Ship to Shore: Virgin Islands Charter Yacht Recipes Virgin Islands 1983
The forward outlines how the Virgin Islands are a “true paradise” with “crystal-blue waters” and extoll the virtues of seeing the islands on yachts. These are the recipes of the chefs on those yachts.
No mention of where the profits of the book went to.
I thought this was a fun niche! Boat cooking has some freshness and space concerns that other cooking environments don’t. The recipes contain a lot of notes saying you can use “PET milk” (evaporated milk) instead of cream or light cream or straight up call for evaporated milk, which is shelf stable and very creamy thanks to the evaporation process.
There are quite few illustrations in the book.

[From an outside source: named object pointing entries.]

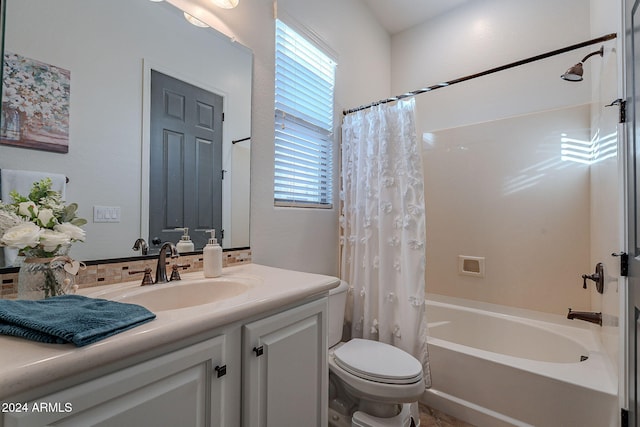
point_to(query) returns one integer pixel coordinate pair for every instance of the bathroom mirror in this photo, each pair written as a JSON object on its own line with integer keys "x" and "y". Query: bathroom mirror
{"x": 109, "y": 49}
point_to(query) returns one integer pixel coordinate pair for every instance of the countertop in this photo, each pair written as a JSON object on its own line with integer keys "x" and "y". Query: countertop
{"x": 25, "y": 364}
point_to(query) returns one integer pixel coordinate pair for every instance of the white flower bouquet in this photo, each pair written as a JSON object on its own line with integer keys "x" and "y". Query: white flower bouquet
{"x": 40, "y": 225}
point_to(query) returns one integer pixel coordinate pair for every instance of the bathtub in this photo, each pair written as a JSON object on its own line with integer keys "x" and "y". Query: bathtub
{"x": 498, "y": 366}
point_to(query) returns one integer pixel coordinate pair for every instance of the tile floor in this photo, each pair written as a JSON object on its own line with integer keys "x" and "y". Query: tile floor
{"x": 430, "y": 417}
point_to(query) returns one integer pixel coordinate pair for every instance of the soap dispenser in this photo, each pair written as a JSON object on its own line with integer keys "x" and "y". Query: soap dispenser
{"x": 212, "y": 257}
{"x": 184, "y": 244}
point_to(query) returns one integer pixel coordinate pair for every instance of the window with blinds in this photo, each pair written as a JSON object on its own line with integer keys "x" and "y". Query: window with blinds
{"x": 303, "y": 122}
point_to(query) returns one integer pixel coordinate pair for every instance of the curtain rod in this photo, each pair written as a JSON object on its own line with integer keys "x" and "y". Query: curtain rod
{"x": 484, "y": 73}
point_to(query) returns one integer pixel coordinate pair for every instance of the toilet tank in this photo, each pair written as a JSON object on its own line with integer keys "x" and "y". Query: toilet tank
{"x": 337, "y": 303}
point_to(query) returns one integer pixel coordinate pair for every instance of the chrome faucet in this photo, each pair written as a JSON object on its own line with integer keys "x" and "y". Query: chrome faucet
{"x": 587, "y": 316}
{"x": 141, "y": 244}
{"x": 161, "y": 268}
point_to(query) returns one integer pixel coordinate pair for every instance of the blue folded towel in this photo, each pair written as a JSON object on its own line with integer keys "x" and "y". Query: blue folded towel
{"x": 69, "y": 319}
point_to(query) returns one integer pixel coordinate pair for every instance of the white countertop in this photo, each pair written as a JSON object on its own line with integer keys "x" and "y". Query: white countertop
{"x": 26, "y": 364}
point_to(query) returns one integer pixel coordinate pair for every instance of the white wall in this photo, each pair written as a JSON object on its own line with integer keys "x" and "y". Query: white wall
{"x": 303, "y": 239}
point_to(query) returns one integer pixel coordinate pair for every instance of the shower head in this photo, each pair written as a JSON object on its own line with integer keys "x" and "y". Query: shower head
{"x": 574, "y": 74}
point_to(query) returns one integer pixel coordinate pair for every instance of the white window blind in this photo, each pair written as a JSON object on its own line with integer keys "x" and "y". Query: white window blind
{"x": 303, "y": 122}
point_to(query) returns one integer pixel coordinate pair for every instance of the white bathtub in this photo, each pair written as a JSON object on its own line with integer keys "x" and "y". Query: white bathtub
{"x": 498, "y": 366}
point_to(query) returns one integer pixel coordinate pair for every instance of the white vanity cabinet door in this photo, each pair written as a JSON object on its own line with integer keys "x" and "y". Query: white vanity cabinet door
{"x": 285, "y": 368}
{"x": 181, "y": 388}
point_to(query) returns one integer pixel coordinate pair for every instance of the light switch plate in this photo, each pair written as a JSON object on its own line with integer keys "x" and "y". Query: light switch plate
{"x": 106, "y": 214}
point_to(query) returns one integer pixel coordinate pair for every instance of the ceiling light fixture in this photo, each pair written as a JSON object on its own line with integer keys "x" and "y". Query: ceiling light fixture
{"x": 225, "y": 4}
{"x": 194, "y": 21}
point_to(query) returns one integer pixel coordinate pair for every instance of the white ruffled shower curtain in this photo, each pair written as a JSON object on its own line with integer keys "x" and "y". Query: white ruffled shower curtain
{"x": 383, "y": 228}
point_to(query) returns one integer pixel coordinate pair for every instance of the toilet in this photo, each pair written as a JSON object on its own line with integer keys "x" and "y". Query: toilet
{"x": 371, "y": 384}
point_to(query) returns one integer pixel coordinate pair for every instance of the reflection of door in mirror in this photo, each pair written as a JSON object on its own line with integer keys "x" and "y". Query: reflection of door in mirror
{"x": 185, "y": 185}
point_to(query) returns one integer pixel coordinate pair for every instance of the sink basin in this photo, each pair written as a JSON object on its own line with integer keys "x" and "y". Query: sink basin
{"x": 172, "y": 296}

Each section divider is illustrated and some of the recipes are too. The artist is listed as Celia A. Flock.
There are some helpful hints scattered in the book—on says to apply vanilla to burns as pain relief! Not sure how I feel that. But the suggestion to look for the whitest Belgian endive because the green shows its exposed to sunlight will be more bitter is solid.
Many of the recipes have serving suggestions on how to serve the dish (buttered toast) or to pair it with another dish in the cookbook for a fuller meal. Or little notes like “don’t be too stingy” with the garlic powder or that you can use other leftover meat instead of what is called for in No Peek-E-Eggs from Samantha Lehman of the Lady Sam. Yacht chefs must have to do a lot of thinking on their feet!
All of the contributors are named along with what yacht they were affiliated with.
There was a pretty wide variety of recipes represented. A lot of fancier breakfast dishes which makes sense, a few dishes from the region there were serving like Paula Taylor (Viking Maiden)’s Conch Chowder Caribbean and a few from perhaps places the crew was from or places they have lived in before like Adriane Biggs (Taza Grande)’s Cornish Pastie which helpfully had “rutabaga” in parenthesis after the ingredient “turnip” for clarification. That is a distinction much needed (but that I rarely see) in recipes from the UK for an American audience.
There are a few recipes that are credited to guests or other people and books or have little notes. I love to see it!
There are a few pages in the back that give you the details of all the boats mentioned in the book.